Yet after taking time off to work on substance abuse and other issues, Cuco returned in 2022 with “Fantasy Gateway.”
On Sunday, he found fresh energy to go deeper into the psych-rock furnace. Song like “Keeping Tabs,” with lyrics about “getting high like every single day,” now rang with more regret than languid appeal.
“Junkies and Rarities,” off his new EP, “Hitchhiker,” hit the throttle with Krautrock drums and vicious guitar solos. Whatever work he’s done in private, it showed in his performance, and this felt like the start of a new era. — August Brown
Cuco performs at Camp Flog Gnaw. (Michael Blackshire / Los Angeles Times)
Climbing the Smith ranking
After a tumultuous few years in the Smith household, it’s high time to inaugurate Willow as the family’s lead ambassador to pop culture.
The 23-year-old singer-songwriter — the daughter of Will and Jada Pinkett Smith — has more than proved her mettle in rock since her 2015 debut LP.

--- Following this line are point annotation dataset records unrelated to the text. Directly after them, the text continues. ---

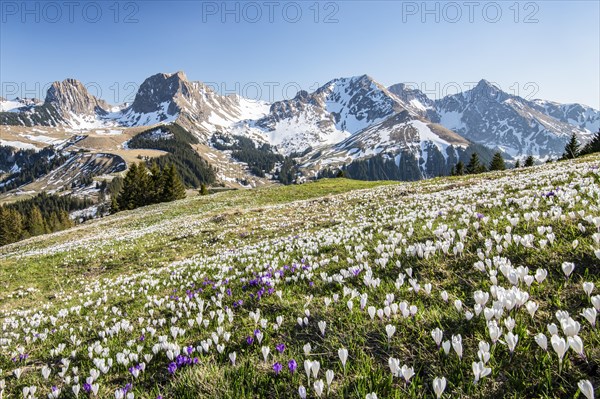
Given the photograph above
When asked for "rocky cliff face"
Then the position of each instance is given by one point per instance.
(518, 127)
(71, 97)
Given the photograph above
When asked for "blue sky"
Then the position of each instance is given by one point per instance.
(540, 49)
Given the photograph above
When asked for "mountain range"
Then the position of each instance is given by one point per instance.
(345, 121)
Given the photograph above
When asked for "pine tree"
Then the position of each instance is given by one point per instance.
(35, 224)
(65, 220)
(114, 204)
(53, 223)
(572, 148)
(126, 198)
(142, 190)
(529, 161)
(203, 189)
(10, 226)
(497, 162)
(155, 184)
(592, 146)
(173, 188)
(460, 168)
(475, 165)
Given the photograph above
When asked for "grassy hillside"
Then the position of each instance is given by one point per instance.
(220, 296)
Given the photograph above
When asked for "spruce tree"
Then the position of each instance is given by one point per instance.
(10, 226)
(529, 161)
(572, 148)
(65, 220)
(114, 204)
(460, 168)
(497, 162)
(35, 222)
(474, 165)
(173, 188)
(54, 223)
(155, 184)
(592, 146)
(126, 198)
(142, 191)
(203, 189)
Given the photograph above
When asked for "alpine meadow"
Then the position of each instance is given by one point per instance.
(281, 224)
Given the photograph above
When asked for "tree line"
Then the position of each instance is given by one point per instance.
(142, 186)
(41, 214)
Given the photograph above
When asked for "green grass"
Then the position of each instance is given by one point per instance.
(329, 225)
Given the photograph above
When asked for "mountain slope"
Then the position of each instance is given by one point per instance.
(332, 113)
(518, 127)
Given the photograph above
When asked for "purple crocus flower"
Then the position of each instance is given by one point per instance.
(292, 365)
(172, 367)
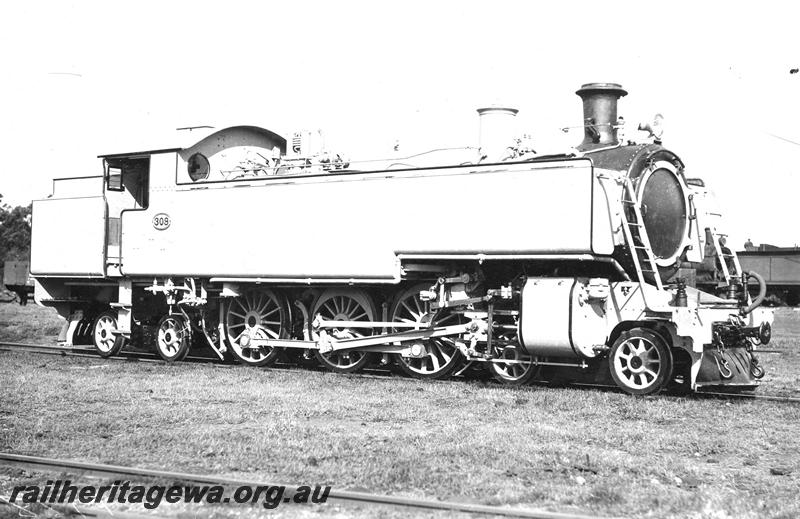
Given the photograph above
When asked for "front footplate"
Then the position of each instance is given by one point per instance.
(729, 367)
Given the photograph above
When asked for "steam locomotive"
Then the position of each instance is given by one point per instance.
(582, 264)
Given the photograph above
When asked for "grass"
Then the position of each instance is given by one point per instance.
(562, 449)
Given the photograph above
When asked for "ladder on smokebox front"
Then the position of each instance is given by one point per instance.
(724, 257)
(638, 241)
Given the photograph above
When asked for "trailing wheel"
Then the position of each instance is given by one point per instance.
(104, 338)
(259, 315)
(345, 305)
(174, 338)
(520, 368)
(640, 362)
(441, 354)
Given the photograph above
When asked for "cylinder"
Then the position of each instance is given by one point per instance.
(599, 114)
(497, 132)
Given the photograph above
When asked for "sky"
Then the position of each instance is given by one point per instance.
(79, 79)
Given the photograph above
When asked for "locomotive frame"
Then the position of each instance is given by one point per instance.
(575, 261)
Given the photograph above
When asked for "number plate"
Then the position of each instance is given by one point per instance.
(161, 221)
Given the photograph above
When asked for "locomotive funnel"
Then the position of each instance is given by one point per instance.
(599, 114)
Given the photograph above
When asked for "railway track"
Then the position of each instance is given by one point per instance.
(133, 356)
(96, 470)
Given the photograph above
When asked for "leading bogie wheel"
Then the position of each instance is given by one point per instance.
(174, 338)
(345, 305)
(640, 362)
(104, 337)
(441, 354)
(256, 315)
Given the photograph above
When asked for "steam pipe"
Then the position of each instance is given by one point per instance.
(762, 292)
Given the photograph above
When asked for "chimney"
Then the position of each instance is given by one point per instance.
(600, 114)
(497, 132)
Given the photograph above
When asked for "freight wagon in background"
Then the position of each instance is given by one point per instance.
(529, 265)
(17, 278)
(780, 267)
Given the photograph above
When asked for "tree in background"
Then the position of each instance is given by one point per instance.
(15, 232)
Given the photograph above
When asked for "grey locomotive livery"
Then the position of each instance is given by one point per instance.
(576, 265)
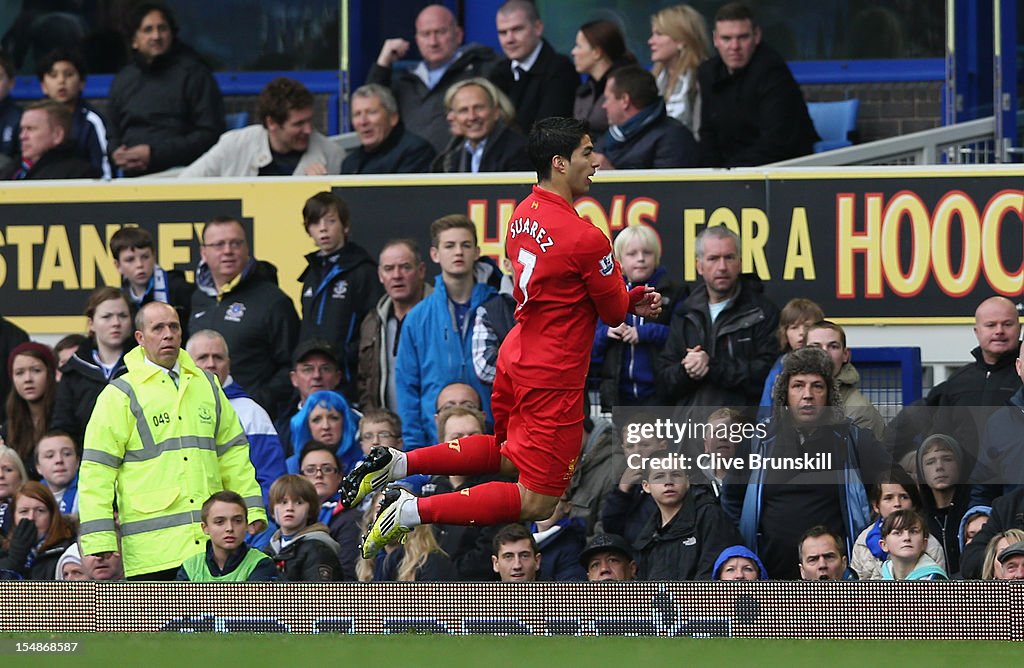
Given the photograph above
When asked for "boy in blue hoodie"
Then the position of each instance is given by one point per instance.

Her Flog Gnaw performance triangulated perfectly among the emo revivalism, metal and hardcore shredding and genre-hopping camaraderie that the festival champions.
Willow’s earnest vocal acrobatics owe a lot to Paramore’s Hayley Williams, but she found even more coiled-spring melodrama in songs like “Why?” and “Split.”
She played a new single, “Alone,” that had some jazzy, jagged percussion and Björk-worthy vocal quivers, showing she’s getting only more ambitious with time.
When her brother Jaden made a cameo for their duet “Summertime in Paris,” he wore a shirt that read “Willow’s Brother” —a fair ranking, given the occasion. — A.B.